As Jim mentioned breaking down sheet goods before they get to the shop works well and helps save space. My first two basement shops did not have bilco doors for access and both had obstructions that prevented me from getting sheet goods there is full 4×8 sizes. I routinely set up in the driveway to break them down into more manageable sizes to get into my shop.

If your chop saw has a laser it is likely on the left side of the blade. When you make your cross cuts on this saw the finished parts typically come off the left side. Consider moving the chop saw down in your drawing to allow more room on the right of the blade for the remaining stock. Assuming most of your stock starts as 12', the closer you can get to having 12' to the right of the saw the more flexibility you will have for cross cuts. Also don't underestimate the amount of dust generated by a miter saw and try to build in some dust collection of you can.


----------



## jamsomito (Mar 26, 2017)

Thanks for all the tips. I'm used to switching sides on my miter saw for the finished cut - I'm crammed in this corner as is, and I've only got about 4 ft on the left right now. My preference is to have the finished piece on the left because I'm working the saw with my right hand, but there's no laser on it and really either is fine with me.

Yes, dust collection is becoming a concern of mine, both for health and mess. In my drawing I have my shop vac and small 5gal cyclone bucket on the concrete pad just behind the table saw. I intend to make some rigid piping that goes along the wall in a u-shape over to the chop saw with one more port right in the back in the middle for misc hand tools on the assembly / outfeed table, of course with some connections for the table saw right there too.
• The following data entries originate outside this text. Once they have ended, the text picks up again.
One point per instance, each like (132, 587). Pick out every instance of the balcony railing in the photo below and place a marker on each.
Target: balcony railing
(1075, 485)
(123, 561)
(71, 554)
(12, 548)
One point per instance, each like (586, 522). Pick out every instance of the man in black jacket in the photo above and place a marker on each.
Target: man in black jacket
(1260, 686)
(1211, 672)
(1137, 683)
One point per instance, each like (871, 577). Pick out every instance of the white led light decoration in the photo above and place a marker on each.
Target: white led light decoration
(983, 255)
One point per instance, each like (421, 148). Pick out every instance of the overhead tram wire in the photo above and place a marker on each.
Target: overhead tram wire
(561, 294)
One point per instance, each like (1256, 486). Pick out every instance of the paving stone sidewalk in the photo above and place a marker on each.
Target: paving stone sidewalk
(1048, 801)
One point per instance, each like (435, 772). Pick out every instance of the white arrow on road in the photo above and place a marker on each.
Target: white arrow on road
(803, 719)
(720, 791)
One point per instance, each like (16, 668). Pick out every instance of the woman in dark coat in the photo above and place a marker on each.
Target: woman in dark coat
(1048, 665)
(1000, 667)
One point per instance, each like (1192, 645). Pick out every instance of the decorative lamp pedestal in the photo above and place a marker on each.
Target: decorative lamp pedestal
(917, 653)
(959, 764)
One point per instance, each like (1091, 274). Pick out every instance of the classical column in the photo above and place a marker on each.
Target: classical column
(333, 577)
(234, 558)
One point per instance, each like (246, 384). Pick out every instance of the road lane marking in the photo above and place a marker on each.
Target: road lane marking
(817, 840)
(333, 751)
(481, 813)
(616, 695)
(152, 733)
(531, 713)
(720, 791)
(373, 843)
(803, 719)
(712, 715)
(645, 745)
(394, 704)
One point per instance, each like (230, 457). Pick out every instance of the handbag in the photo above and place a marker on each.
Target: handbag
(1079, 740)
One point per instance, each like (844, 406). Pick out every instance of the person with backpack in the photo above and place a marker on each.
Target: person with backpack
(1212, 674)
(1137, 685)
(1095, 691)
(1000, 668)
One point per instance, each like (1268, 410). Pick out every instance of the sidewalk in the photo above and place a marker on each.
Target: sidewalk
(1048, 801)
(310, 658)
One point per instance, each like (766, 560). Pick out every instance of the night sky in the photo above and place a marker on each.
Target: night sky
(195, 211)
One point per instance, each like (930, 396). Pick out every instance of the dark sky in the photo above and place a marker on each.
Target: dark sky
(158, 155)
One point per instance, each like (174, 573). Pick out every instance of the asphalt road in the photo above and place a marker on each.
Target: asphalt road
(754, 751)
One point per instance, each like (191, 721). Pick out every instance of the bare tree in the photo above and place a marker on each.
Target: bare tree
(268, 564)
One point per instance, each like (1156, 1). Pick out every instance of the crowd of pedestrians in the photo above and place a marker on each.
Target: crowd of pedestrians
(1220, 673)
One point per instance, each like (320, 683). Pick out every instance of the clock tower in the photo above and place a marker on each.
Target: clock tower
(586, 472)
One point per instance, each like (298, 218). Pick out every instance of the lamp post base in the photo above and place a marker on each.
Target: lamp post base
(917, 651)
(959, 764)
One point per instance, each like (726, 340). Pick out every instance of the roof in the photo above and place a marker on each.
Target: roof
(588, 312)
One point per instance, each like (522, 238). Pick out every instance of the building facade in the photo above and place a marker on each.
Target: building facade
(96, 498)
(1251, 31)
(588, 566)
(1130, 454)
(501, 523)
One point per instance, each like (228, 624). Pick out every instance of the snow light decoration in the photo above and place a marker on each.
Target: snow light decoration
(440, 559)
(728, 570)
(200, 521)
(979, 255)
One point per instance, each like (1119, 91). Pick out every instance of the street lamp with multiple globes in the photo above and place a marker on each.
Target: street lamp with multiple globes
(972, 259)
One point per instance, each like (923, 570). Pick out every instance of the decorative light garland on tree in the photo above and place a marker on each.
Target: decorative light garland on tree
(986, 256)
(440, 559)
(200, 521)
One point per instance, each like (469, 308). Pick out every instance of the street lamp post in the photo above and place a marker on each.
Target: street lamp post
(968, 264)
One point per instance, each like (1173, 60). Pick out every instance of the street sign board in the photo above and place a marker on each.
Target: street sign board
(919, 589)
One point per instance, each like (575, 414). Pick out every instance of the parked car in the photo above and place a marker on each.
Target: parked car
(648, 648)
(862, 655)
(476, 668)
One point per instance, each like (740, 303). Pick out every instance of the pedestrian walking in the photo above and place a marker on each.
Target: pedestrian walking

Mulling over where I could put a floor sweep too…


----------



## JKMDETAIL (Nov 13, 2013)

If cutting full size sheet goods, 8'-0" is not enough, Not to sure that will get you out past the blade.

If getting your sheet goods from the box store have them broken down there. Typically they will give you two cuts for free.


----------



## jamsomito (Mar 26, 2017)

Well, I've got between 8' 3" and 8' 6" right now, and I can always pull the saw backwards a foot or so to make sure I clear the blade. I don't have enough width for a 4' wide board in this space though, so if I'm working with a full sheet I'll need to move it to the middle of my garage for sure. But I do have a lot of 8' long strips I work with from time to time, so it'll be nice to have the ability to at least work with those without moving things around.

I don't like having Home Depot cut them down for me due to accuracy concerns and waste if you allow for it, but I suppose if I'm using a hand saw in the driveway and bringing back to the table saw for a more precise cut, it's kind of the same thing.


----------